According to market experts, domestic equity markets have stuck in the trading range ahead of FOMC meet and now a decisive breakout would give further direction to the market.
Chandan Taparia, derivatives analyst, equity research, Anand Rathi Financial Services said, “Index formed a bearish candle with bigger upper shadows which indicates that bulls failed to take index higher in the absence of follow-up buying interest but bears were also not getting much grip on the market. Now, Nifty has to cross and hold above 8,820-8,850 zones to witness an up move towards 8,920 then 8,968 zones while holding below 8,750 might cause a profit booking decline towards 8,688 and lower levels.”
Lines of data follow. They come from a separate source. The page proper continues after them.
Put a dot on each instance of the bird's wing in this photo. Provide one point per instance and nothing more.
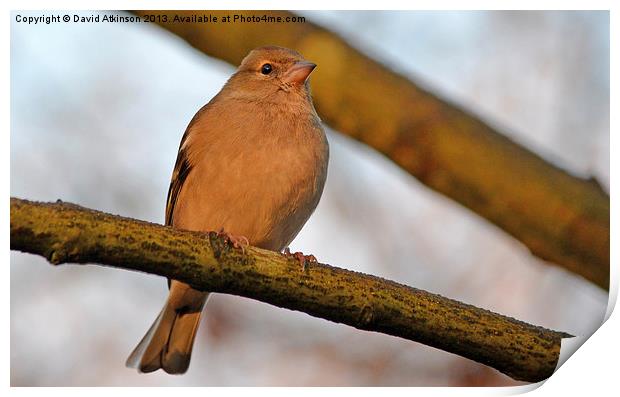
(179, 175)
(182, 168)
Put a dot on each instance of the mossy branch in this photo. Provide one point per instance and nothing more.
(67, 233)
(559, 217)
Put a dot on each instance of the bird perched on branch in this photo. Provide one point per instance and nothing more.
(252, 163)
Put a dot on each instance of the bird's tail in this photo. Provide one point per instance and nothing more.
(168, 343)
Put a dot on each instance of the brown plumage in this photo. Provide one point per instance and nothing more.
(253, 161)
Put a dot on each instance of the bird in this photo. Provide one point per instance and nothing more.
(252, 164)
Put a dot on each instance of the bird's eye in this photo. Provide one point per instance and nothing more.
(266, 68)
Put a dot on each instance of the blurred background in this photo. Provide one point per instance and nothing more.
(97, 113)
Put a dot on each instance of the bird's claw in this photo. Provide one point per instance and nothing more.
(300, 257)
(236, 241)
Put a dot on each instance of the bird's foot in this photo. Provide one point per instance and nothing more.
(303, 259)
(236, 241)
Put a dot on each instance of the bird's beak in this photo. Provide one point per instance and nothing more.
(299, 72)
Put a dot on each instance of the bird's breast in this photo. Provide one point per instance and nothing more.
(260, 177)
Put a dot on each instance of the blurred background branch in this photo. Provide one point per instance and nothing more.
(561, 218)
(67, 233)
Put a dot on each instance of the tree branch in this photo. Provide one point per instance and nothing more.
(63, 233)
(559, 217)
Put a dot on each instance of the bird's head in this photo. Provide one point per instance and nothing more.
(272, 74)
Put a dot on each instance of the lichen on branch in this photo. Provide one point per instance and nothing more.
(67, 233)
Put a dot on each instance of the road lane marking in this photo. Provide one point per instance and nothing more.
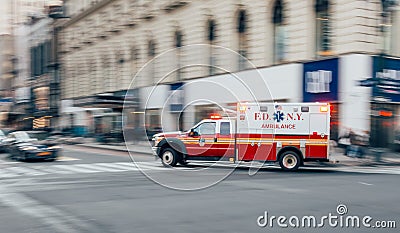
(66, 158)
(368, 184)
(53, 217)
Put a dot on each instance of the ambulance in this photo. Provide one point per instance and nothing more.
(286, 133)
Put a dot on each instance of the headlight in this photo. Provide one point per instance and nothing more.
(30, 148)
(157, 139)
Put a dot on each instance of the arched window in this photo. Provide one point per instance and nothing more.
(323, 28)
(211, 36)
(279, 31)
(134, 57)
(178, 45)
(151, 52)
(242, 29)
(151, 49)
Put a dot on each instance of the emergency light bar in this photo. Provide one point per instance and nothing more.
(215, 116)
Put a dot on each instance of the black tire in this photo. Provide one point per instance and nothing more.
(289, 161)
(183, 162)
(169, 157)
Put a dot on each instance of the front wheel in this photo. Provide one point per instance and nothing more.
(169, 157)
(289, 161)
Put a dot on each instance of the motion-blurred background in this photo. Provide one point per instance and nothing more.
(68, 66)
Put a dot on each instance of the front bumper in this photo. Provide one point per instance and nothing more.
(155, 150)
(40, 155)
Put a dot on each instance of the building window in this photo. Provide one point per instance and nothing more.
(242, 28)
(323, 28)
(151, 52)
(211, 36)
(279, 31)
(134, 59)
(178, 45)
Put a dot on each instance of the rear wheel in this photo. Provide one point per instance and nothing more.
(289, 161)
(169, 157)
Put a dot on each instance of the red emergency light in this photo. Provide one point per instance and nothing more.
(324, 108)
(385, 113)
(215, 116)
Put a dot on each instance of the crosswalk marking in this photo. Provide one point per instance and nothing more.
(13, 170)
(121, 166)
(26, 170)
(75, 169)
(97, 167)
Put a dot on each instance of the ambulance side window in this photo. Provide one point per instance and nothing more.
(207, 128)
(225, 128)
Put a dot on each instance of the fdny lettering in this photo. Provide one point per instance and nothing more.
(264, 116)
(278, 126)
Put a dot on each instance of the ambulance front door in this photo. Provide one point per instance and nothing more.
(201, 140)
(317, 145)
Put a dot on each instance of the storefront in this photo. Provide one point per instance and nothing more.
(320, 84)
(385, 101)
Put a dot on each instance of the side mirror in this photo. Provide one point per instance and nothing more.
(193, 133)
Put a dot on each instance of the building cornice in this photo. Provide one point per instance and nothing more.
(86, 13)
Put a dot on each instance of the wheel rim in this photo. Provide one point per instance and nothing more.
(290, 161)
(167, 157)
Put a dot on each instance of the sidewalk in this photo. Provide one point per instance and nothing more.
(337, 157)
(141, 147)
(388, 158)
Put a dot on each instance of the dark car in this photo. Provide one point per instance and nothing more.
(22, 147)
(2, 137)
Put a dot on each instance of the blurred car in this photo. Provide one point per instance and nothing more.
(22, 147)
(2, 137)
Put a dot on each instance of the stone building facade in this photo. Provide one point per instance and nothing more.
(106, 43)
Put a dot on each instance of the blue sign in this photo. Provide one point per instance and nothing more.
(320, 80)
(386, 72)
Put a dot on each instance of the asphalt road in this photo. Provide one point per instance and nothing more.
(90, 190)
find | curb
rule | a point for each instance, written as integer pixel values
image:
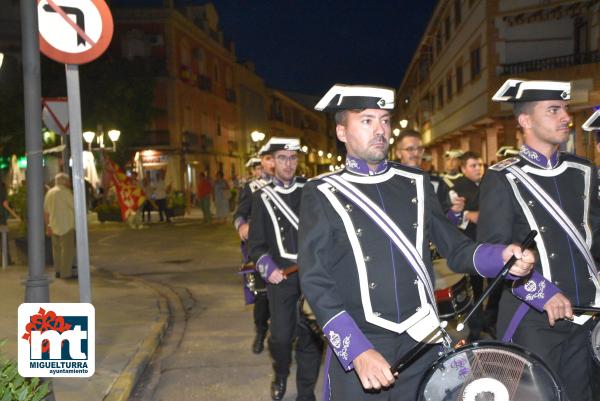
(125, 382)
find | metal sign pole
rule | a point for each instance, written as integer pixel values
(81, 229)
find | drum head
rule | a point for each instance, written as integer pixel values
(490, 371)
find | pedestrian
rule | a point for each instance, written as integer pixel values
(262, 169)
(221, 193)
(203, 193)
(364, 258)
(59, 216)
(160, 195)
(273, 244)
(554, 193)
(467, 187)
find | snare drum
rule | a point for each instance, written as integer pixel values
(490, 371)
(307, 317)
(453, 293)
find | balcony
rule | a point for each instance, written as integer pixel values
(204, 83)
(230, 95)
(154, 138)
(551, 63)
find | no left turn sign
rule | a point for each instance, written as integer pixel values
(74, 31)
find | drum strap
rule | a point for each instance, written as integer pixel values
(561, 218)
(283, 207)
(387, 225)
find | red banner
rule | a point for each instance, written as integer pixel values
(129, 193)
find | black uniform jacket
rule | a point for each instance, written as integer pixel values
(356, 280)
(508, 211)
(244, 208)
(273, 235)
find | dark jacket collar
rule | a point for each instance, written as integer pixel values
(535, 157)
(360, 166)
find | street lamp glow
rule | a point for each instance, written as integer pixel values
(114, 135)
(89, 136)
(257, 136)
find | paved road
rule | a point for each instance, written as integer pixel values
(206, 352)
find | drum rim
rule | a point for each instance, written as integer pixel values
(492, 344)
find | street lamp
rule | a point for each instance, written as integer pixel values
(113, 134)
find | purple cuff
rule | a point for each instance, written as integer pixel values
(487, 259)
(345, 339)
(265, 266)
(535, 290)
(455, 218)
(238, 222)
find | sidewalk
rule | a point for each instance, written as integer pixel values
(131, 319)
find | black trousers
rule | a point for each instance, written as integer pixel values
(563, 347)
(261, 312)
(346, 386)
(283, 300)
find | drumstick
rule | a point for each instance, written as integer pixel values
(499, 278)
(416, 349)
(585, 308)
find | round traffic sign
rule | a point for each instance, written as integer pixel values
(74, 31)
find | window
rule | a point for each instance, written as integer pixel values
(475, 63)
(459, 79)
(457, 13)
(438, 43)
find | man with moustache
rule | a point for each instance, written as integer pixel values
(555, 194)
(409, 150)
(273, 245)
(262, 169)
(364, 260)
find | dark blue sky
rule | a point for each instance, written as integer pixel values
(308, 45)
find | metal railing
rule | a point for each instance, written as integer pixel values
(551, 63)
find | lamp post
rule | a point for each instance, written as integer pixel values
(113, 134)
(257, 137)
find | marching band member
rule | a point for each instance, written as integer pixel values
(555, 194)
(365, 266)
(273, 244)
(262, 169)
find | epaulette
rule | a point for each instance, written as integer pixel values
(323, 175)
(505, 163)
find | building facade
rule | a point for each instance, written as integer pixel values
(470, 47)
India VIX, or volatility index, on the National Stock Exchange (NSE) moved up by 0.16 per cent at 14.80 levels. “If VIX moves above 15.50 then we may see a change in short term market trend,” added Taparia.
Bank Nifty index also failed to hold 19,850 level on Wednesday. The index closed 0.12 per cent down at 19828.45. Bank Nifty opened the day 19,902 and touched a high and low of 19,937.85 and 19,749.95, in trade.